Une communication « au loin » ou de proximité ?
La difficulté est évidemment que les transformations spatiales induites par les réseaux de télécommunication sont à peine esquissées. Essayons de les anticiper à partir des données les plus récentes dont nous disposons.
Pour commencer, il ne faut pas se laisser abuser par le préfixe « télé » du mot télécommunication. Celui-ci signifie bien « au loin », mais rappelons que l'essentiel (70 %) du trafic de télécommunication est constitué par les communications non seulement locales mais encore entre proches.
Rien d'étonnant à cela : plus nous sommes physiquement proches les uns des autres, plus nos rencontres sont fréquentes, plus nous avons des raisons de nous téléphoner. Il faut donc cesser d'assimiler « télécommunication » et communication « au loin », ne pas oublier que les télécommunications peuvent servir à nouer des relations de proximité. Loin d'être l'instrument froid d'un espace sans frontières peuplé d'individus rivés à leurs claviers et à leurs webcams, Internet peut être le support de la reconquête d'une sociabilité de voisinage. Le discours technologique nous appâte avec la possibilité de nous connecter en pleine nuit avec un inconnu de Singapour 2. Ce n'est pas sans intérêt, mais il est vraisemblable qu'Internet servira tout autant à rompre l'anonymat des grands ensembles et la solitude des villes ou des campagnes en favorisant la rencontre associative ou l'offre de services de proximité.
Internet est certes le lieu de vastes communautés virtuelles où s'échangent et se structurent des opinions mais, à l'exception d'une minorité de gens (très fortement représentée chez les premiers utilisateurs) qui en font une sorte de cadre existentiel, la plupart des utilisateurs ne voient dans ce réseau qu'un canal complémentaire de communication.
Les télécommunications donnent l'impression de pouvoir s'affranchir totalement de l'espace. La mobilité des hommes et des marchandises rencontre des limites, car elle repose sur des flux physiques et implique des coûts même s'ils ont fortement baissé. Tandis que la mobilité des informations apparaît sans limite, car de nature immatérielle, et sans coût en raison de l'impressionnant progrès technologique (la concentration du trafic sur des artères à haut débit rend le coût de transmission entre villes ou entre continents dérisoire).
Une force de dispersion ou d'agglomération ?

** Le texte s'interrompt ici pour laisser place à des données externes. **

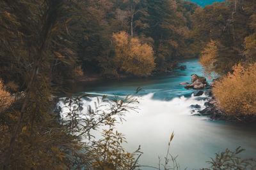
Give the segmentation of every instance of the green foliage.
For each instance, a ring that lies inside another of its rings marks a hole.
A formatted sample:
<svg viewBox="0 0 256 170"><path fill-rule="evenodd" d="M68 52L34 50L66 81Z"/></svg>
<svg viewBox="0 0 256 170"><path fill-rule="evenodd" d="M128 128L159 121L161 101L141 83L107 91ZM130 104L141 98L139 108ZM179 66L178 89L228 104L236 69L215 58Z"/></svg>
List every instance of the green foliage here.
<svg viewBox="0 0 256 170"><path fill-rule="evenodd" d="M255 29L252 23L255 21L255 8L254 1L230 0L198 8L195 11L192 37L198 46L198 52L202 52L202 58L205 57L202 59L205 61L205 68L209 67L215 73L225 74L239 62L252 62L254 57L251 55L254 55ZM212 60L205 53L205 48L209 49L208 45L212 40L215 42L214 51L218 53L214 57L214 69ZM208 64L207 60L209 60Z"/></svg>
<svg viewBox="0 0 256 170"><path fill-rule="evenodd" d="M102 139L99 140L92 150L94 169L135 169L138 167L138 160L141 155L140 147L134 153L125 152L122 146L126 143L124 135L114 131L116 120L109 117L104 122L108 130L103 129ZM137 159L135 156L138 155Z"/></svg>
<svg viewBox="0 0 256 170"><path fill-rule="evenodd" d="M238 154L244 151L244 149L238 147L235 151L232 152L227 149L221 153L216 153L215 159L211 158L208 162L211 165L210 168L203 168L202 170L219 170L219 169L254 169L256 167L256 160L253 159L241 159Z"/></svg>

On en a souvent tiré une conclusion hâtive : puisque l'espace est si facile à franchir, il est possible que des activités, notamment les activités intensives en information et en connaissance, s'implantent dans des régions ou zones restées à l'écart du mouvement d'industrialisation. Autrement dit, les télécommunications dans le contexte d'une économie de plus en plus immatérielle redonneraient une chance aux régions périphériques, par exemple celles au climat ou au paysage agréable et à l'environnement préservé. Elles permettraient ainsi de combattre les tendances à la polarisation et à la métropolisation croissantes.